On the World Race sometimes all I want to do is teleport home to my comfy bed, my mom, and the security of being somewhere that I know every nook and cranny. Sometimes I just want to sit on the patio at Mozart’s, sip my iced coffee, listen to NEEDTOBREATHE, and people-watch. Sometimes I just want to sit on the porch with my mom when she gets home from work and have a glass of wine in silence…literally watching the day drift away. There are so many things I want on the World Race.
But what if that question came to “what do I need?”
I need Jesus.
The list would literally end there.
It’s okay to not be okay…because we’re all not okay. Not a single one of us are okay. Anyone who says they’re okay is lying, or in denial. But let’s be clear, not being okay does not equate to being miserable. Or to having a total lack of joy. Not being okay is the reality of the human condition. It’s the reality of living in a fallen world that ever-so-desperately needs Jesus. Not being okay means you have a heart, one that feels, processes, and encounters real emotion and experience. One that grieves and celebrates. Not being okay means you’ve felt real pain. It means you have a genuine understanding of the sometimes harsh reality of
YOU ARE NOT ENOUGH.
But here’s the good news. We weren’t left in our “not okayness.” We weren’t abandoned, forgotten, or tossed aside. We weren’t left to fend for ourselves or just “figure it out.” Our Abba Father made the ultimate provision. He sent His perfect Son to be the good and perfect sacrifice that would cover all of our “not okayness.” We sure as heck aren’t enough. And praise God for that, because if we’re honest with ourselves, like…really honest…most of us wouldn’t want things to actually hinge on ‘how well we lived our lives’ or ‘how good we were’…
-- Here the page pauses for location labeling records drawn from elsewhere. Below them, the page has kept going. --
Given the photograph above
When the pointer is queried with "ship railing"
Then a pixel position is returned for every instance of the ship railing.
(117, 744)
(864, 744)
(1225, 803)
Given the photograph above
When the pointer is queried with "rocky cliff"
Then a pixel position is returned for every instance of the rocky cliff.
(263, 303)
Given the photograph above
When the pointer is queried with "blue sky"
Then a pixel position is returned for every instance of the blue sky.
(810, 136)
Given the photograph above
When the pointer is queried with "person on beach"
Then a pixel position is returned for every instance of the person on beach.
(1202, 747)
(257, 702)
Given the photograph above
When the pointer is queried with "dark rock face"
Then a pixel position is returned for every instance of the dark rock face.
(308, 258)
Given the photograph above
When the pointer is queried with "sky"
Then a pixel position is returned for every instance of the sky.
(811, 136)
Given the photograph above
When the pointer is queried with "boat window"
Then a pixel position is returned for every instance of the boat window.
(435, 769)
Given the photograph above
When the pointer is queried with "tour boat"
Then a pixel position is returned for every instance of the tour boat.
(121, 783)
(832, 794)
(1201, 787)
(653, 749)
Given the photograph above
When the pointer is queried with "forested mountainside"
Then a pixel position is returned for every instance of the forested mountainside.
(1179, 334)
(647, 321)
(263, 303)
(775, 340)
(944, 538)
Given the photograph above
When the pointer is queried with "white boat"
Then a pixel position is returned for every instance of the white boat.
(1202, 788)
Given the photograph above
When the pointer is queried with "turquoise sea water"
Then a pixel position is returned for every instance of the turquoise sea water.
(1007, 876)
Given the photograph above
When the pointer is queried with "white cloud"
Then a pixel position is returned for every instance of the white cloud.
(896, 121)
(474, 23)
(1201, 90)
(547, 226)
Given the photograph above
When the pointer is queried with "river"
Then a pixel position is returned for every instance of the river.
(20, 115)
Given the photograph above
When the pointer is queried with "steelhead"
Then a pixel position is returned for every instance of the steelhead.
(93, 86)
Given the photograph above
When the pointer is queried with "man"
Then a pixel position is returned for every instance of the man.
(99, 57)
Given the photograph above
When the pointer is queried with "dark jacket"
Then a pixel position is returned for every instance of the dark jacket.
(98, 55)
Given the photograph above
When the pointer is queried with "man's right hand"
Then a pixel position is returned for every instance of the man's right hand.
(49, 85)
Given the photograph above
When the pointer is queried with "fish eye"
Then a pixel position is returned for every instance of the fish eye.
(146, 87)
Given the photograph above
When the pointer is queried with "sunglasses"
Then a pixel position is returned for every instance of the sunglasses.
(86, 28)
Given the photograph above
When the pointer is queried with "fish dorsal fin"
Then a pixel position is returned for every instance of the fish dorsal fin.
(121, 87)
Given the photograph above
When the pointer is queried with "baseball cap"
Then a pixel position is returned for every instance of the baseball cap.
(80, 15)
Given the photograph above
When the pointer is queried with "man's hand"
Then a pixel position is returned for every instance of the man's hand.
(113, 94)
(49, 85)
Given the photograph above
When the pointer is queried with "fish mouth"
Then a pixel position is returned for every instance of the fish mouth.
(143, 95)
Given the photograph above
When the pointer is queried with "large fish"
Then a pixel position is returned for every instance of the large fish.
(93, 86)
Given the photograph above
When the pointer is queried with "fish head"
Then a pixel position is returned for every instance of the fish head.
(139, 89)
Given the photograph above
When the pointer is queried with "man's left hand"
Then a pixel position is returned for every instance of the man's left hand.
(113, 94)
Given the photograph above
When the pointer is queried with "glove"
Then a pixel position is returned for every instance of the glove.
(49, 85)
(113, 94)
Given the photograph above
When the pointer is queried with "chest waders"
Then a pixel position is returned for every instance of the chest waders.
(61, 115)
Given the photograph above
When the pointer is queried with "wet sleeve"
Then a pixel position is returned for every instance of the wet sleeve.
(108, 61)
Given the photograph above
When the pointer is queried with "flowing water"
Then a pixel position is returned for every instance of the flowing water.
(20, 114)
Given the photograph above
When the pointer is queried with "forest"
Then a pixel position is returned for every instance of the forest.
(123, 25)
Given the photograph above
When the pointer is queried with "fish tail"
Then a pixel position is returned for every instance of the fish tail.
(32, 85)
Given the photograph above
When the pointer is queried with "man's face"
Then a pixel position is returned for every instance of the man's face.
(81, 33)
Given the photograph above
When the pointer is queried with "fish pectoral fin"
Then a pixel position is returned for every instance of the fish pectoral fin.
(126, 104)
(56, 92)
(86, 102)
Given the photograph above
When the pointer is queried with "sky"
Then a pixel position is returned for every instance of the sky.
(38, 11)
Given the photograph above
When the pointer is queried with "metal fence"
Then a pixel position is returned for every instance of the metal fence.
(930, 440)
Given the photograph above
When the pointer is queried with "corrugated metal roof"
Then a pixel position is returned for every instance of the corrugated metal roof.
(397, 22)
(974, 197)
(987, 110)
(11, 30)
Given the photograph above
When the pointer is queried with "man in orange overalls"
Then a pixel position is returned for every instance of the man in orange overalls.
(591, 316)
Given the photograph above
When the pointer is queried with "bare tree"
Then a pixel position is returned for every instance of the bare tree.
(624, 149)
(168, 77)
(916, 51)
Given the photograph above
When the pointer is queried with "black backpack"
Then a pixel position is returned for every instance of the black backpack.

Not being okay looks like banking on this truth:
“But he said to me, “My grace is sufficient for you, for my power is made perfect in weakness.” Therefore I will boast all the more gladly about my weaknesses, so that Christ’s power may rest on me.” -2 Corinthians 12:9
Not being okay looks like telling your friends you’re not okay.
Not being okay looks like giving yourself the same grace that Jesus gives us everyday.
Not being okay looks like being part of the biggest club of ‘not okay’ people.
Not being okay ALSO looks like:
-trusting God more than you ever have before
-trusting community in a way you’ve never imagined
-standing more confidently in who you are, knowing that who you are has nothing to do with you and everything to do with Jesus
-having the humility necessary to say “I’m not okay, just give me Jesus.”